Иван Лукьянович вскочил с табуретки и заковылял по классу:
— Насчет обоза — это он правду сказал. Всю жизнь в обозе прожил. И на фронте то же самое. Даже до ефрейтора не дослужился. Без единой медали домой явился. За сына — и за того, наверно, не рассчитался. Есть у нас женщины в колхозе, которые больше пользы принесли. По крайней мере, в лес партизанам продукты носили за тридцать километров. А почему так получается со Страчуном? Самолюбивый человек. Сам себя слишком любит. И всю жизнь мимо рубля за пятаком ходит. Еще уборку не закончили — лошадей стал требовать, лес возить. Конечно, в землянке живет. А чем другие хуже? Разве другие под крышу не торопятся?
Иван Лукьянович долго ходил из угла в угол нахмурившись, сердито стуча палкой. Потом сел и тяжело ударил рукой по парте:
— Ты на посох мой не смотри. Это я только притворяюсь хромым. Я ведь хитрый! Можешь на меня в своем деле облокотиться. Могу еще помощников представить. Правда, штатские будут люди или из женского сословия. Может, нам кузнец Зеркалов поможет, тоже человек фронтовой, партийный…

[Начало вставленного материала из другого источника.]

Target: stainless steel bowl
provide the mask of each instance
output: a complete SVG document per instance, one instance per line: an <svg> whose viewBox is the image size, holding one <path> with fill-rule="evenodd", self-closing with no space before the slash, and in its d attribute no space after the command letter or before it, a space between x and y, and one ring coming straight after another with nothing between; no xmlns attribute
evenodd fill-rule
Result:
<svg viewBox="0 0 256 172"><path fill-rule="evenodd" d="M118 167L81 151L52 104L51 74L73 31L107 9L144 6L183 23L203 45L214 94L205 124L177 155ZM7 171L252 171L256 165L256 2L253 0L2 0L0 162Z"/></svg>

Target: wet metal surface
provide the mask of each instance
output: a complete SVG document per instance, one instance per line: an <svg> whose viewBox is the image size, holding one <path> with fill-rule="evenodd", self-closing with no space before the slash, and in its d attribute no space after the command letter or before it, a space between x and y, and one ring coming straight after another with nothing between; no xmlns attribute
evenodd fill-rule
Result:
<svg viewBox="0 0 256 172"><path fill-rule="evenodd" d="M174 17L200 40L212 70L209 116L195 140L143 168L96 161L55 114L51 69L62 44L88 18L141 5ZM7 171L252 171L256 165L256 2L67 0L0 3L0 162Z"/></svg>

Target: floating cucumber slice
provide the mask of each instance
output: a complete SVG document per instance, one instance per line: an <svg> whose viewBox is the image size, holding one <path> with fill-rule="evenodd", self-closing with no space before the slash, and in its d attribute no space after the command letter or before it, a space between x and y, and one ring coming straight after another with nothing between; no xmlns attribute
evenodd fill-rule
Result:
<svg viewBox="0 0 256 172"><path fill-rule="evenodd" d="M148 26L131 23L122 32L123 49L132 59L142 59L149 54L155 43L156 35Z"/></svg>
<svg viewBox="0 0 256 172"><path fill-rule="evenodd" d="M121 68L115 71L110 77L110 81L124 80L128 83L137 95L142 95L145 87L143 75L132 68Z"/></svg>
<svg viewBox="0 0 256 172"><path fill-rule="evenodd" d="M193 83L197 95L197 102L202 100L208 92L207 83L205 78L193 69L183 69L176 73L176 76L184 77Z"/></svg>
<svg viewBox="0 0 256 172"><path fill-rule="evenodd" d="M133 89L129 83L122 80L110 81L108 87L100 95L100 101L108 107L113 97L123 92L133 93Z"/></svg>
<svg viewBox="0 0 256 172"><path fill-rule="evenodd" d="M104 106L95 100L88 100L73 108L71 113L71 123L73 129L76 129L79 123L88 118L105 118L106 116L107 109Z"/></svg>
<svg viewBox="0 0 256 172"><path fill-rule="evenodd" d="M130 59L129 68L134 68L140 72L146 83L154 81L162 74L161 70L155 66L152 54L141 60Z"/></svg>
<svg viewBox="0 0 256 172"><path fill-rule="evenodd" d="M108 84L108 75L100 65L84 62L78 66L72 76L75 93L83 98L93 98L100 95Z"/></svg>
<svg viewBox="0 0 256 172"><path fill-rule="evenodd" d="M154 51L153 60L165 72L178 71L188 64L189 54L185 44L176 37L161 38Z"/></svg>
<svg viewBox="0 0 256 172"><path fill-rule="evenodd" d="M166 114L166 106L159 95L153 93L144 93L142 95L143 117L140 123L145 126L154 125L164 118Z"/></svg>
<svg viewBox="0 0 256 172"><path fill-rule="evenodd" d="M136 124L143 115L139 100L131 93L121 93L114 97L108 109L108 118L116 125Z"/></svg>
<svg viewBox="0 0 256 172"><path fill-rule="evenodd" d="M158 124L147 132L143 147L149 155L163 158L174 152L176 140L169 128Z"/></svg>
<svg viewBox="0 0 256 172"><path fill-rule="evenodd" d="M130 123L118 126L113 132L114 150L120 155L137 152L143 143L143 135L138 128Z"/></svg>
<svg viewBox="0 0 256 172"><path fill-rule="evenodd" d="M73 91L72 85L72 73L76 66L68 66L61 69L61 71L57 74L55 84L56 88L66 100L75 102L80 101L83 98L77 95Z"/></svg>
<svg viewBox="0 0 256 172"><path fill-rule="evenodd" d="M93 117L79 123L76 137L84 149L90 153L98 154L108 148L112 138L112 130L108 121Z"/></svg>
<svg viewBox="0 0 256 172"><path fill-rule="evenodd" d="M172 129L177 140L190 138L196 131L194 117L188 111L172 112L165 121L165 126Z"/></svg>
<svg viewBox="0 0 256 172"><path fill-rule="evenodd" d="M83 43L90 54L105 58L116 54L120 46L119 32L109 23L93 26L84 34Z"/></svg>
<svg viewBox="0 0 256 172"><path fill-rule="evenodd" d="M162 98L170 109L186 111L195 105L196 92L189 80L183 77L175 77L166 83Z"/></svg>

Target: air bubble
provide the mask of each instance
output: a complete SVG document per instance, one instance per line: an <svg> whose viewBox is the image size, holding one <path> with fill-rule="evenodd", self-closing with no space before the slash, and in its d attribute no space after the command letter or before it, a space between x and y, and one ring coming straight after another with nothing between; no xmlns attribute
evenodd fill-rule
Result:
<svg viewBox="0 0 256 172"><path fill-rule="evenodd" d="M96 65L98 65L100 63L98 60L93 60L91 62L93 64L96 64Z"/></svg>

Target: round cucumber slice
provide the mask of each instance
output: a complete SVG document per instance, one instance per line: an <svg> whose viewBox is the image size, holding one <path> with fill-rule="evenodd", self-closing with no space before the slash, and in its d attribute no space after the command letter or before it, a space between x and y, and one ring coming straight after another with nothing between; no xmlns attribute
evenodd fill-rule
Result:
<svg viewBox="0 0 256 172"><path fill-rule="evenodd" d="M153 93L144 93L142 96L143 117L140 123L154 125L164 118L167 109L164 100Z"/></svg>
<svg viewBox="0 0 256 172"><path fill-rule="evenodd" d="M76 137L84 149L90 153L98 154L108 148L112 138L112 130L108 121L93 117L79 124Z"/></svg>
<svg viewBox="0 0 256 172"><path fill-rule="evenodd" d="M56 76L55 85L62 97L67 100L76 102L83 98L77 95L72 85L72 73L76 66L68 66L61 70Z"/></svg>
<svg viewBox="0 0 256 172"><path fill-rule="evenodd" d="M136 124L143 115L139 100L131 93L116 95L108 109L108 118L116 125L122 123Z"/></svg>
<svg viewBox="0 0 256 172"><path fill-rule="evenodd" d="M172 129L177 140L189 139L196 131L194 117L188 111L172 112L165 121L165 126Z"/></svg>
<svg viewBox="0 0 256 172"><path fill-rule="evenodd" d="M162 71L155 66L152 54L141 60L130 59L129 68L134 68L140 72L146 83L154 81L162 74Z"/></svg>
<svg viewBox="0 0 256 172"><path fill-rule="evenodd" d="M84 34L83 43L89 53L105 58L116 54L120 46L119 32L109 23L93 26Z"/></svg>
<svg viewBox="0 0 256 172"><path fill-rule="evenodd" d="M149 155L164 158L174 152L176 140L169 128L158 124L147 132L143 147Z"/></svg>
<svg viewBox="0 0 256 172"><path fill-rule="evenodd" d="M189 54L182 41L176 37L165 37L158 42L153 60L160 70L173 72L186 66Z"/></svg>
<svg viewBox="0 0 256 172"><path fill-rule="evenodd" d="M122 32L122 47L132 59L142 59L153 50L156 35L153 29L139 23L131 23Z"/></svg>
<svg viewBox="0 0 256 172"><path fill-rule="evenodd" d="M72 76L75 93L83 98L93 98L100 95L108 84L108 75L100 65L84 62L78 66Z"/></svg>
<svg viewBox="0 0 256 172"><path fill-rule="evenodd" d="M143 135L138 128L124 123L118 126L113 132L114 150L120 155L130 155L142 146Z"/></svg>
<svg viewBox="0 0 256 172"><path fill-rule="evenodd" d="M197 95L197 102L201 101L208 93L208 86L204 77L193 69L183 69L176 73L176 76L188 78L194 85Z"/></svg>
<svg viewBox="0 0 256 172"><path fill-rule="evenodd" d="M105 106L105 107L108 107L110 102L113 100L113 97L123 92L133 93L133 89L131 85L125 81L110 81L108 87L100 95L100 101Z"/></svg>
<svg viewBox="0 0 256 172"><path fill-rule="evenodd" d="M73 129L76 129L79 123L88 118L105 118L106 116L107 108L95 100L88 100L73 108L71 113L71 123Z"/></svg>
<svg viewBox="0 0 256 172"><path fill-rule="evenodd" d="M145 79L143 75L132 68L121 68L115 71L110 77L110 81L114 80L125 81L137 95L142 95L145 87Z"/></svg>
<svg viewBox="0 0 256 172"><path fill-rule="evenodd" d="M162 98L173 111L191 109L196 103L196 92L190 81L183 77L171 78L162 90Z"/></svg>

— Обойдемся вдвоем, Иван Лукьянович. Тем более, связные у меня — орлы. Такие не подведут!
Левашов подмигнул в сторону Саньки и Павла Ильича. Они тесно, касаясь друг друга висками, сидели на одной парте, как на уроке, и, пришептывая, читали книжку.
Санька, услышав похвалу, приподнял было голову, но, очевидно, получил тумака в бок, потому что порывисто и еще ниже, чем прежде, склонился над книжкой. Павел Ильич притворился, что ничего не слышит и всецело занят чтением.
Глаза Левашова весело заблестели, а Иван Лукьянович улыбнулся, показав жемчужные зубы, но тотчас же прикрыл рот рукой и спросил деловито:
— Лошадь нам не потребуется?
— Попозже.
— Та-ак. Утречком заеду. Сейчас по хозяйству отправлюсь.
Уже в дверях Иван Лукьянович попросил:
— Если до последних известий досидишь — расскажешь. Особенно мне этот Миколайчик на нервы действует, будь он неладен совсем вместе со своими родителями…
Сперва по радио передавали лекцию, причем лектор говорил таким скучным голосом, будто и сам себе надоел до смерти. Затем начался радиорепортаж со стадиона «Динамо» о футбольном состязании. Оказывается, в Москве дождь. Левашов отчетливо представил себе лужи на поле стадиона, тяжелый, скользкий мяч, потемневшие майки футболистов. В такие дни тысячи раскрытых зонтов делают трибуны похожими на черные соты. Пестрят голубые, зеленые, оранжевые, красные, синие дождевики, недавно вошедшие в моду. В дождливый августовский вечер темнеет раньше, и к концу игры видны огоньки папирос — они светлячками мигают на трибунах.
Радиоприемник не мог вместить в свое нутро рев стадиона, он был наполнен каким-то хрипом, шипением, треском. Левашов невольно поддался азарту; он напряженно вслушивался в пересыпанную междометиями, рваную речь комментатора.